I’d say it’s worth a read—they have pretty convincing criticism against the possibility of regulating AGI (section 3). I don’t think that their approach will work if there’s a hard takeoff or a serious hardware overhang, though it could maybe work if there isn’t. It might also work if there was the possibility for a hard takeoff, but not instantly after developing the first AGI systems.
Here’s their regulation criticism:
I like their coining of “AGI Sputnik moment.”
The government restrictions on cryptography is surely the nearest example within IT.
The government also restricts basic “intellectual development” activities, such as “copying stuff” and “inventing stuff”.
Neither of those examples presents a resounding success story. Restrictions on cryptography proved infeasible, and were abandoned; copyright prohibits duplication of others’ work only when it’s for profit, and is only sporadically effective even at that.
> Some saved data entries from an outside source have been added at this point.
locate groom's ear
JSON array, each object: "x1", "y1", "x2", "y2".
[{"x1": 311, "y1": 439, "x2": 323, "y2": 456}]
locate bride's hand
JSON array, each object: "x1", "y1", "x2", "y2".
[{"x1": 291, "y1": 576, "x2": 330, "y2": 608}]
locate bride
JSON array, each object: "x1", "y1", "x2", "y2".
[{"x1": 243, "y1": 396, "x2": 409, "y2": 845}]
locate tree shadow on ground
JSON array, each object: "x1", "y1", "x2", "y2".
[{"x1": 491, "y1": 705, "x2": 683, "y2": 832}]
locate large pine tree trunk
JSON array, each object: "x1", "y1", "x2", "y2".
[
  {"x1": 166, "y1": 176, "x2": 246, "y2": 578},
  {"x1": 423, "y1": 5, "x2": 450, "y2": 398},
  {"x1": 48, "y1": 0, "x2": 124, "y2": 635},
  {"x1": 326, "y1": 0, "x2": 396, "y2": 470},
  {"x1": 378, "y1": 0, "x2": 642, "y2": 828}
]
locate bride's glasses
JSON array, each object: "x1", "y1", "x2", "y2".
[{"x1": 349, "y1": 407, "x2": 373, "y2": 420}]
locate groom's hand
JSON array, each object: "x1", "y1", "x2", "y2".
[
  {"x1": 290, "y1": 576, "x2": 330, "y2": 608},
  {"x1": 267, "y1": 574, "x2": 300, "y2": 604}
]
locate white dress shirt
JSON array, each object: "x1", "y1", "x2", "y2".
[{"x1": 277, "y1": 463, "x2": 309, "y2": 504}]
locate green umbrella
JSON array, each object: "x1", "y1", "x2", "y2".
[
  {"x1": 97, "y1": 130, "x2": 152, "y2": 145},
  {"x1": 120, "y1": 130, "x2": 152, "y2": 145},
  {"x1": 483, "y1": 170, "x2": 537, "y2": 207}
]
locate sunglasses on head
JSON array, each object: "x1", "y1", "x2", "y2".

There’s also there monopolies and mergers commission. The government doesn’t foster the development of big and powerful agents that might someday compete with it.
There are seeds of some good ideas in Ben’s paper like having the goal of the AGI system maintained in a distributed peer to peer system like bit torrent or bitcoin, preventing it from getting too corrupted. That partially addresses one of my concerns with friendliness, the cosmic ray coming in and flips one important register and the AI turns Evil instead of Good (Laugh all you want, I was genuinely worried about this once upon a time)
My idea follows - (warning: Some familiarity with the bitcoin protocol may be needed) An open morality project to provide the goal for a future AGI could begin with a community effort to understand goodness, praise goodness and reward goodness. The community’s reputation points/karma could be maintained in a bitcoin like distributed ledger, practically unhackable if the community has gone unmolested for 2 years or so.
Modifying the highest goal—Be friendly would be impossible. Modifying the weights of the lower level subgoals would require karma and more karma as you go higher towards the highest goal. Changing weights drastically, adding new subgoals would require more karma and there could be allowances for goals/behaviors that are supported/opposed greatly by a few and goals/behaviours supported by vast numbers.
Instead of paying money to a foundation subject to future corruption, future philanthropists can just back the “coin” with extra money, strengthening the hand of all members in the community and further strengthening the goal.
Infact, existing communities could transfer their Karma/Reputation points onto the initial distribution and then begin from there, with future Karma coming only coming from the peer to peer network. The coin distribution could be a limited one or a slowly growing one depending on the best estimates of the coders.
Section 9 seems a little shaky—and it coincides with Ben’s interests—i.e. he’d benefit it this recommendation were followed.